If he did -nothing- about security, that would be true. That's not likely the case. More likely, he's using protective strategies that are appropriate for his environment and the threats most prevalent in that environment. The most common threats for Linux machines aren't viruses. Viruses specifically are more of a Windows thing. Not that there are no threats that affect Linux, they are -different- threats.
Just because Linux doesn't have as many viruses for it, doesn't mean it's immune to viruses. In fact, Linux probably a very popular carrier for viruses - Linux host gets broken in (usually via a PHP exploit) and some files are dropped onto it and files modified so whenever a Windows host accesses it, it obtains the payload and gets infected.
Linux may not be harmed by it, but it certainly is an active participant in the propagation of viruses. Mostly because the malware authors want to target users, and 90% of them run Windows. But they can't target Windows servers, because 75% of the servers out there run Linux. So they will exploit those Linux-running servers to plant some WIndows malware on there so the Linux host distributes the Windows malware to everyone.
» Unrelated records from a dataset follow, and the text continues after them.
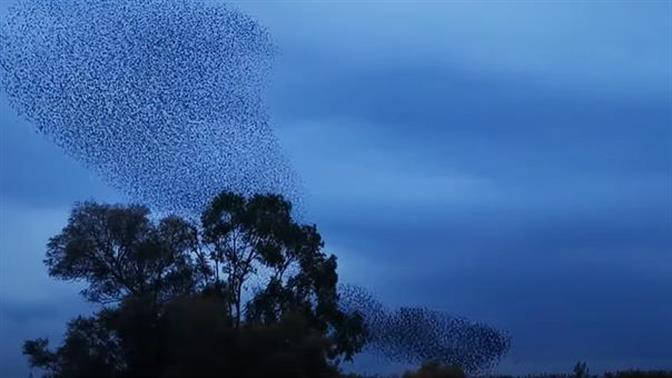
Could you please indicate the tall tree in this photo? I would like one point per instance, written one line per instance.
(249, 287)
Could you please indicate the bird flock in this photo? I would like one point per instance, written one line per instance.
(417, 334)
(163, 98)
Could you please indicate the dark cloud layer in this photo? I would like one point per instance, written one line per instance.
(507, 163)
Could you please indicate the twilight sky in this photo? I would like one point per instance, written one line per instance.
(510, 162)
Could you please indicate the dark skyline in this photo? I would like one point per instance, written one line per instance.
(510, 162)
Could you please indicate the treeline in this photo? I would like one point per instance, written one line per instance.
(245, 291)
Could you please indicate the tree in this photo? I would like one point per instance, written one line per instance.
(247, 290)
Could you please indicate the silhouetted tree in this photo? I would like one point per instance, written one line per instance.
(436, 370)
(248, 293)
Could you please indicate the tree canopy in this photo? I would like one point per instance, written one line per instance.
(248, 292)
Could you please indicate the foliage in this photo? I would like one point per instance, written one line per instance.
(249, 292)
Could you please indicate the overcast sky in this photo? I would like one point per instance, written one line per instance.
(510, 162)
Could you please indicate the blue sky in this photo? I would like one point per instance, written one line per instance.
(510, 162)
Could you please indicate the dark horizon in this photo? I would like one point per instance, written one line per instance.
(510, 163)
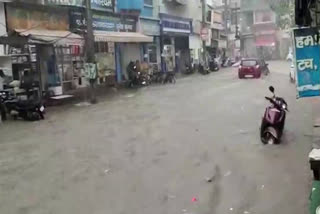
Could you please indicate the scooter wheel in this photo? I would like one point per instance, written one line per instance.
(269, 139)
(41, 115)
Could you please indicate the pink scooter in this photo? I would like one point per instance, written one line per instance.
(273, 121)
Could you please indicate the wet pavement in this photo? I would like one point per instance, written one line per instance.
(192, 147)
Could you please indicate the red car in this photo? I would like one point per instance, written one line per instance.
(252, 67)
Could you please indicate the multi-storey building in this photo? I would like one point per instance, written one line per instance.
(258, 29)
(180, 25)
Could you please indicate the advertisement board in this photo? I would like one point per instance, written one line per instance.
(21, 18)
(307, 61)
(114, 24)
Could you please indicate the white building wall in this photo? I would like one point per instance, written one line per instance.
(191, 10)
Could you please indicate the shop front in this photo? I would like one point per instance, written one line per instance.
(40, 42)
(175, 46)
(117, 43)
(151, 52)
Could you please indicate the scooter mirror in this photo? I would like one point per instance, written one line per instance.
(271, 88)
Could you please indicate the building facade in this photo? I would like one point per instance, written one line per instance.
(180, 26)
(258, 30)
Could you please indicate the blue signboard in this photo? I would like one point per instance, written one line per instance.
(116, 24)
(307, 52)
(104, 5)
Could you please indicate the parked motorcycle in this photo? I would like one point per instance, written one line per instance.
(226, 62)
(203, 69)
(213, 65)
(30, 110)
(273, 121)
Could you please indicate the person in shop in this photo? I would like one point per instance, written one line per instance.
(27, 82)
(2, 79)
(53, 76)
(2, 107)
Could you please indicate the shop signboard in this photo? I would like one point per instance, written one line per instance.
(150, 27)
(20, 18)
(77, 20)
(104, 5)
(307, 61)
(115, 24)
(204, 34)
(172, 24)
(77, 3)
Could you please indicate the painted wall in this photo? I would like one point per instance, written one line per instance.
(130, 5)
(191, 10)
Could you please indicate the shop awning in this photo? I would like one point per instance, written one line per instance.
(51, 37)
(123, 37)
(265, 41)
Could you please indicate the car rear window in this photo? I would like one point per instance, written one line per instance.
(249, 63)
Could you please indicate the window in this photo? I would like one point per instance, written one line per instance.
(217, 17)
(209, 16)
(152, 53)
(148, 2)
(101, 47)
(263, 16)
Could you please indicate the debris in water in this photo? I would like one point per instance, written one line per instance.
(171, 196)
(83, 104)
(228, 174)
(209, 180)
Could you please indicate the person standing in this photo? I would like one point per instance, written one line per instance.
(2, 106)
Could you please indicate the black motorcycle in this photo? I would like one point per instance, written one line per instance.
(213, 65)
(30, 110)
(137, 78)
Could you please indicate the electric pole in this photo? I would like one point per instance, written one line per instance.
(226, 13)
(89, 36)
(89, 47)
(202, 31)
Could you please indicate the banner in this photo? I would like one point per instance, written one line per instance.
(77, 3)
(21, 18)
(307, 53)
(115, 24)
(104, 5)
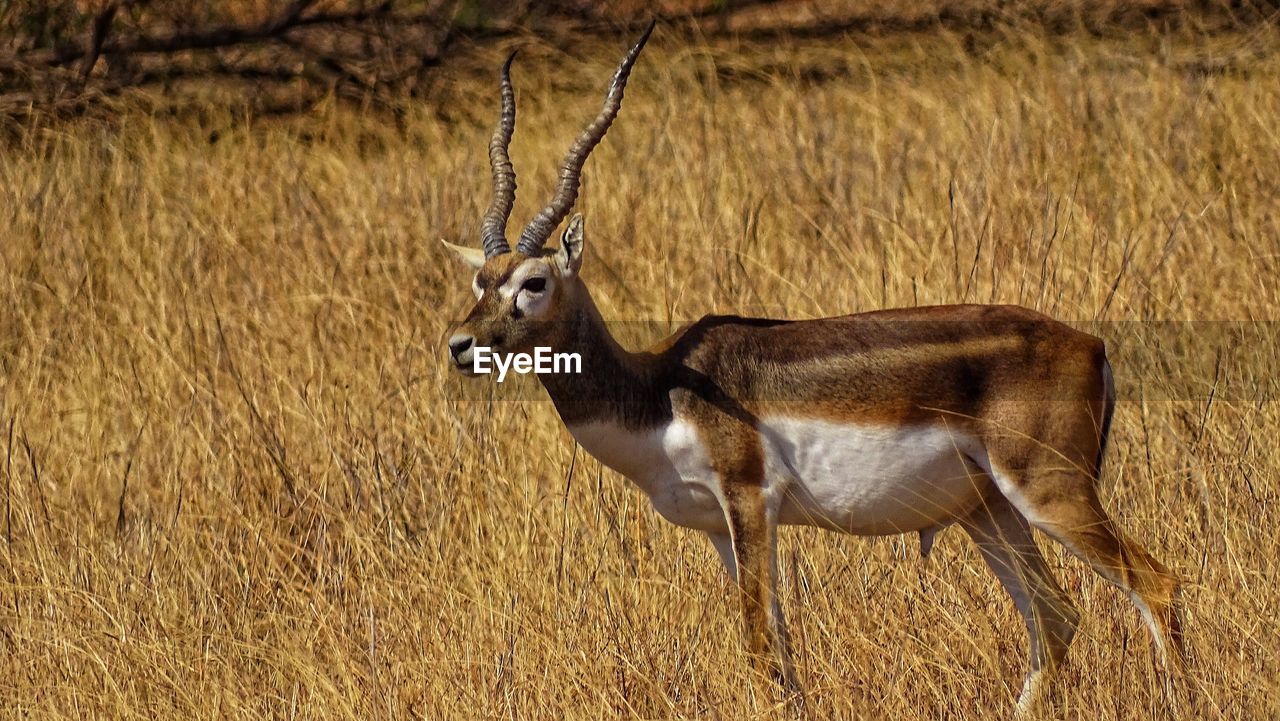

Linux is a carrier, and perhaps having an anti-virus may be handy if nothing more than to ensure that you're not being part of the problem and serving up stuff that infects other users. The best part is, these scanners need not be intrusive since the host can be assumed to be free of malware, so you're really just looking for bad files.
Same thing on MacOS - there's no reason to have a antivirus scanner other than to make sure you're not serving up infected files, or to alert you in case you get an email that won't infect you, but may infect someone else if you forward it on or something.
Google, for example, scans emails and documents for viruses and other malware, not because they can infect Google, but to prevent spread.